Traditionally, Hamantaschen, or Oznei Haman (in Hebrew), are made and eaten in Purim (a Jewish holiday) and are sent to friends and family in a “Purim basket” as one of the holiday’s main commandments. It is a very underrated cookie in my opinion, and one of the jokes around the holiday is getting a terrible Purim Basket with store-bought poppy-seed-filled Hamantaschen, which are considered to be the worst possible thing to get.
Other commandments of the holiday are of course wearing costumes and drink into the unknown, or until you can’t tell between the vicious Haman to Mordechai the saint. Because Hamantaschen are holiday goods, you can’t find them around Israel for the rest of the year, and people usually do not make them outside of the holiday time. But I think it’s a great cookie and it deserves way more space in the calendar, so feel free to make them all year long!
The dough is based on this recipe from the blog Pitzpotzim (Hebrew).
– 140 gr flour
– 20 gr cornflour
– ½ tsp salt
– ¼ tsp baking powder
– 40 gr powdered sugar
– 100 gr cold, cubed butter
– 1½ tbsp milk
– ⅓ tsp vanilla paste (or ½ tsp vanilla extract)
For the filling:
– firm peanut butter
– jam of your choice
Make the dough: to a medium-sized bowl, add the flour, cornflour, powdered sugar, baking powder, and salt. Stir lightly with a whisk. Add the cold butter and mash between your finger until small crumbs consistency is formed. Add the vanilla and milk and stir with a wooden spoon, a silicone spatula, or your hands. Make sure the vanilla is evenly distributed. At this stage, the dough should come together and be cohesive. Flatten the dough to a disc and cover with plastic wrap. Chill in the fridge for 30 minutes.
Roll the chilled dough into less than half a centimeter and cut the dough using a round cookie cutter with a 6.5 cm diameter, or use a glass with thin edges. Do the same with the excess dough until nothing is left. If the dough gets too warm, chill it in the fridge for a few minutes and resume rolling and cutting it. Place the cut cookies onto a tray lined with baking paper or plastic wrap and chill in the fridge for another 15 minutes.

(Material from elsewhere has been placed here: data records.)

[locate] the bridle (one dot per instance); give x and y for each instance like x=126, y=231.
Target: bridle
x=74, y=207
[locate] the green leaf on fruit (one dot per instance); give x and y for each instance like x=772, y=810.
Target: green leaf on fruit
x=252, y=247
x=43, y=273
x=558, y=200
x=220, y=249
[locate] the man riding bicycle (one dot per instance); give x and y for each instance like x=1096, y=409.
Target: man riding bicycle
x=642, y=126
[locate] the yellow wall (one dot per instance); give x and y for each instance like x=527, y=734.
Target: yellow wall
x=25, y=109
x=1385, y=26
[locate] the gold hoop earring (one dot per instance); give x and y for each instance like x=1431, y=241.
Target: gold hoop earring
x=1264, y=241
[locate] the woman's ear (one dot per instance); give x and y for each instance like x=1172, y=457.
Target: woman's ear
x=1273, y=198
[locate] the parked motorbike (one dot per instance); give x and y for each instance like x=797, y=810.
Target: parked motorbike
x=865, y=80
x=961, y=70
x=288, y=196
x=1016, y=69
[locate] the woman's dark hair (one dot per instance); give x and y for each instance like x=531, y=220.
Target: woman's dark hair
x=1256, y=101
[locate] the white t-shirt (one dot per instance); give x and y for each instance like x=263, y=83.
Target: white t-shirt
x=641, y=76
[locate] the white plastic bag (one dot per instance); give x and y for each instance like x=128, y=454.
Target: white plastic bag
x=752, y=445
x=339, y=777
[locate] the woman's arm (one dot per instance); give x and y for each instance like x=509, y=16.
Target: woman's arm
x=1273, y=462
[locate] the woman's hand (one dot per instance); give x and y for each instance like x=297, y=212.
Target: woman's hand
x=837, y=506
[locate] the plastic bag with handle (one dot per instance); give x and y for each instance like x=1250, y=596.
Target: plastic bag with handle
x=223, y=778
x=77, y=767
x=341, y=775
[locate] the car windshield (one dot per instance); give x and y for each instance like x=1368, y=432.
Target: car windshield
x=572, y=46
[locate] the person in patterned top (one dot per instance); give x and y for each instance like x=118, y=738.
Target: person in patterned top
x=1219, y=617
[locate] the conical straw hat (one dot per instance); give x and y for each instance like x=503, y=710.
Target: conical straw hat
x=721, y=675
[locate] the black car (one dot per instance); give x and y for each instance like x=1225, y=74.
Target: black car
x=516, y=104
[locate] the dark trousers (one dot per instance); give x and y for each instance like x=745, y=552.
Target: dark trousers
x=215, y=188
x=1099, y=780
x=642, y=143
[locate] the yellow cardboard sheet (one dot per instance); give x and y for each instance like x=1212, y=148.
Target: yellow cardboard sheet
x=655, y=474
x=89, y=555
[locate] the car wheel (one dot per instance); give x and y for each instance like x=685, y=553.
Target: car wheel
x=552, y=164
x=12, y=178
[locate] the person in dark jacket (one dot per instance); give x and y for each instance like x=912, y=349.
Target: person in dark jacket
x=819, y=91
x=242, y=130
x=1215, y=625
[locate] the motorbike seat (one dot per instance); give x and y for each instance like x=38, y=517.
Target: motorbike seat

In each circle of dough, put ½ a teaspoon peanut butter (in all the circles), then make a little well in the middle to add the jam on top (again, do all the cookies). In to well, drop ¼ a teaspoon of jam (I used sour cherry), close them into a triangle shape, leaving a window that reveals the filling in the middle, and pinch well the edges around the filling so they wouldn’t open during baking. Place them on the same tray again and freeze for 20 minutes. Alternatively, you can use ¾ a teaspoon of Nutella in each cookie.
Heat the oven to 170℃. Take out the cookies from the freezer, sprinkle some Maldon salt on top of the Nutella Hamantaschen only (the PB&J cookies have enough saltiness), and bake for 12 minutes, placing the baking pan at the second lower part of the oven, so the cookies will be baked but not browned on top. Optional: dust powdered sugar on top after they are cooling down. I prefer them without it.